Eudora Weltys The Ponder Heart: A Romance Parody :: Eudora Welty The Ponder Heart

Eudora Welty's The Ponder Heart: A Romance Parody Jennifer Lynn Randisi's book, A Tissue of Lies, explores several of Welty's works. Chapter III of this book takes a close look at the Southern Romance in Welty's novel, The Ponder Heart. In her essay Randisi writes that Welty's novel can be seen as an "ironic myth or romance parody" (57). This idea of ironic myth or romance parody comes from Northrop Frye's definition of"myth as an imitation of ritual (e.g. plot)" (57). Randisi continues to say that the events of the story comprise a quest, but one that recounts events leading to isolation rather than reconciliation, revealed through what the reader comes to know and what Edna Earle cannot see (that is, what she has edited from her perceptions). (57) The distance, or isolation, Edna Earle finds at the end of her quest, which is the telling of her and her family's story, is the alienation of her audience.
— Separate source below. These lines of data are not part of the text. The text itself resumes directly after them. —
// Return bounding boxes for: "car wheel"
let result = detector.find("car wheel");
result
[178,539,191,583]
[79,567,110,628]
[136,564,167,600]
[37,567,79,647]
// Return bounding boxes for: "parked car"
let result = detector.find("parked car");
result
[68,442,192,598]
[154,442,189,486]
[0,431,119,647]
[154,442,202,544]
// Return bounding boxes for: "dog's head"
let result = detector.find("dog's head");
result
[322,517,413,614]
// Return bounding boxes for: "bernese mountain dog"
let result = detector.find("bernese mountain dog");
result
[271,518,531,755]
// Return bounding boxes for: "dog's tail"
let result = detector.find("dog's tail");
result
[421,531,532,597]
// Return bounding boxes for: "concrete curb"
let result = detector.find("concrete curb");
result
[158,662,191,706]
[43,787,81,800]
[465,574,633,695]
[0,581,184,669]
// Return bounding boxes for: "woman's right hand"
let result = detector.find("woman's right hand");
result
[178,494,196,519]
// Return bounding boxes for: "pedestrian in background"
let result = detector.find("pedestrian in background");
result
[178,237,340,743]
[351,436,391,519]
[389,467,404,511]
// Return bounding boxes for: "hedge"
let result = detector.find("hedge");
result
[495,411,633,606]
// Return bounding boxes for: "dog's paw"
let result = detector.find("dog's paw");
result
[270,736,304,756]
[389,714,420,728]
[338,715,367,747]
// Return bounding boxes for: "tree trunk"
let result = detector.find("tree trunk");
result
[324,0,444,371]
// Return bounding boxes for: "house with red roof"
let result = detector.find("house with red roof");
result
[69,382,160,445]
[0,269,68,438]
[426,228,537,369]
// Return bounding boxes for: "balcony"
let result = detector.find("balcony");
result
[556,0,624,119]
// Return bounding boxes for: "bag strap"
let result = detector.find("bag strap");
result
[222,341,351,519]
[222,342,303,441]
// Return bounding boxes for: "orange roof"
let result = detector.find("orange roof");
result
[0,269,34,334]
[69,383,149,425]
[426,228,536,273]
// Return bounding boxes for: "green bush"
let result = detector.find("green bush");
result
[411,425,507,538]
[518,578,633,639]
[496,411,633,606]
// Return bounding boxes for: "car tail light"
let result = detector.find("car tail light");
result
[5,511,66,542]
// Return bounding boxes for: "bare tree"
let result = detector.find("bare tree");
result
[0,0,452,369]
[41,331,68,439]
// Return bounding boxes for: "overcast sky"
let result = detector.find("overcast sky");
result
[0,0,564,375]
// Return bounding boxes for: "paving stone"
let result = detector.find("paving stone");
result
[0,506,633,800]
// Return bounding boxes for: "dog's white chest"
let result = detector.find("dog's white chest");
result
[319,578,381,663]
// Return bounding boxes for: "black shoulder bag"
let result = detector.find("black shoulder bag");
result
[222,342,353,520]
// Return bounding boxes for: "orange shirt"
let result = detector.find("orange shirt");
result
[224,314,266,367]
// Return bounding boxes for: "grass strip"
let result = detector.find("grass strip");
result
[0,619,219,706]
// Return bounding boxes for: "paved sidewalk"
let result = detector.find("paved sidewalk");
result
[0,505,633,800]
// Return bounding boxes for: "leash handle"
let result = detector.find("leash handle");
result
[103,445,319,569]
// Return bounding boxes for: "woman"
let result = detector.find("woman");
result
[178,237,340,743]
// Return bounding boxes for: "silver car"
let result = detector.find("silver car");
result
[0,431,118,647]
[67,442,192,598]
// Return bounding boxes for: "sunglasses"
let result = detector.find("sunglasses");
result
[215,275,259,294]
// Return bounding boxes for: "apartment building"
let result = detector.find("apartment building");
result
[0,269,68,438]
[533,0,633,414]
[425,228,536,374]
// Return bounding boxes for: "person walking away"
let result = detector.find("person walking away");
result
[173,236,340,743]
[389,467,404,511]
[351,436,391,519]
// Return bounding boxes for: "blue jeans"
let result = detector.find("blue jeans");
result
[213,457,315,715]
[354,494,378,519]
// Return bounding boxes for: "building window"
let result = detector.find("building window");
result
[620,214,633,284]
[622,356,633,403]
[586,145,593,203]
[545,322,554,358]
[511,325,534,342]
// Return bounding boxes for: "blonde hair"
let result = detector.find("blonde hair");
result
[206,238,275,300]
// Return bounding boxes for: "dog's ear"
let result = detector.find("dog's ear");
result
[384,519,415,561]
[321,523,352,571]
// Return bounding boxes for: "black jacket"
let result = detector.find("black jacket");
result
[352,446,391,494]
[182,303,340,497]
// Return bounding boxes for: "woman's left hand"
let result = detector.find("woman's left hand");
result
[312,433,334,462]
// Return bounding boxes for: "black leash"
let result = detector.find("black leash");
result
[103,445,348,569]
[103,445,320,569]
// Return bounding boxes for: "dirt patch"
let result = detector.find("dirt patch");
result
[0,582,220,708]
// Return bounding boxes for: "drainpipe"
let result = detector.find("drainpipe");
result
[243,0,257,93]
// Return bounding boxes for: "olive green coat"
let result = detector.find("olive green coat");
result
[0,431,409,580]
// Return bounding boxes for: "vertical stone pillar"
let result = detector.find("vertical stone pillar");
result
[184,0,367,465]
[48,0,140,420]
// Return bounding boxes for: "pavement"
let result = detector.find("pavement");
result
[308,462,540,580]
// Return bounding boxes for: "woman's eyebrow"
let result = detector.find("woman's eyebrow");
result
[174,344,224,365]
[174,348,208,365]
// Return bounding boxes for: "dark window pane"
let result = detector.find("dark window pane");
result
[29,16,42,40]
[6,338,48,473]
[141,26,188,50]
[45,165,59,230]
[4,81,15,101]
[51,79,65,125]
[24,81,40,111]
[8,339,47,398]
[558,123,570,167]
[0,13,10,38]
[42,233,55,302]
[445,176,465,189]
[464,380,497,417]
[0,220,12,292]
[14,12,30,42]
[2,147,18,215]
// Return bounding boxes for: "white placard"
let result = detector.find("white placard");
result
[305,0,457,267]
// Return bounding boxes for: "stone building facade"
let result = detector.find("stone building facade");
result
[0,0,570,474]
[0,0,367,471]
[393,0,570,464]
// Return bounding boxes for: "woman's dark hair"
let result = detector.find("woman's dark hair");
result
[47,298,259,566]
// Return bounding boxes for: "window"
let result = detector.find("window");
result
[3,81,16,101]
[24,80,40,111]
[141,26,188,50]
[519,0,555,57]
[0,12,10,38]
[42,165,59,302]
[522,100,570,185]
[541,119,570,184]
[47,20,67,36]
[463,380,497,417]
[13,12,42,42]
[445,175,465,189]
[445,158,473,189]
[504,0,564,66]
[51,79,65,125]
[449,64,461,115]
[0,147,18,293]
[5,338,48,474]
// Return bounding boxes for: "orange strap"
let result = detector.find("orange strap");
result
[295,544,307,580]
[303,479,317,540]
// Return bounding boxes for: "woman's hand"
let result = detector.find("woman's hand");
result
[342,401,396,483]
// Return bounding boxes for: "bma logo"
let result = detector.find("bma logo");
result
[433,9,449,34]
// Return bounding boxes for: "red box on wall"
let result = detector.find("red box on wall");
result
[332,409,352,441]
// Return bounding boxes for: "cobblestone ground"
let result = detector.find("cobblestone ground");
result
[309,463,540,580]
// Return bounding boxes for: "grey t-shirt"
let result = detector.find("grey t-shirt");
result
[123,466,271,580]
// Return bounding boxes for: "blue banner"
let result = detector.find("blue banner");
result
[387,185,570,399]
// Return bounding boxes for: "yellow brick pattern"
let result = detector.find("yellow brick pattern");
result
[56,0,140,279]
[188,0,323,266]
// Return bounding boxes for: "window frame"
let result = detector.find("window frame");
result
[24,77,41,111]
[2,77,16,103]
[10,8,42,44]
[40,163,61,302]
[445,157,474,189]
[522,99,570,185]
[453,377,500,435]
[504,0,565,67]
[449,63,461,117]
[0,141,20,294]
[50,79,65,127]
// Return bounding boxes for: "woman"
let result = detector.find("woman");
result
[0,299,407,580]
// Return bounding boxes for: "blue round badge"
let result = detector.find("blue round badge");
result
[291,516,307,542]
This alienation is more thoroughly explained by examining different elements of Southern Romance. These elementsare, regional myth surrounding the Southern character, geographic legend [historical legend], family myth (here incorporating a preoccupation with identity in relation to name), acceptance of the authority of the narrative voice, repetition of incident, belief in the ability of language to order chaos, and the ultimate need to create a romance. (58) Randisi makes a very well articulated argument that the novel contains elements of a declining Southern Romance through this "romance parody" (57) theory. She brings to light elements of Edna Earle as a "respectable Southerner" (60), and elaborates on the family myth, which also plays its part in the "respectable Southerner" (60) motif. She successfully demonstrates how the appearance of being a wealthy and generous family is important to the Southern Romance tradition. She then goes on to show that for Edna's story to be believable, readers (listeners) first must accept Edna Earle as a voice of authority; and then readers must recognize that by retelling the story, Edna Earle recreates the ideal version of reality. Randisi helps Welty's readers read between the lines. She shows Edna Earle to be a person who will manipulate her language in order to protect the family name. "The narrative is, in fact, a composite family portrait taken over time, but one stylized, or edited, by its Edna Earle is, to paraphrase Emily Dickinson 'telling all the truth but telling it slant'" (77).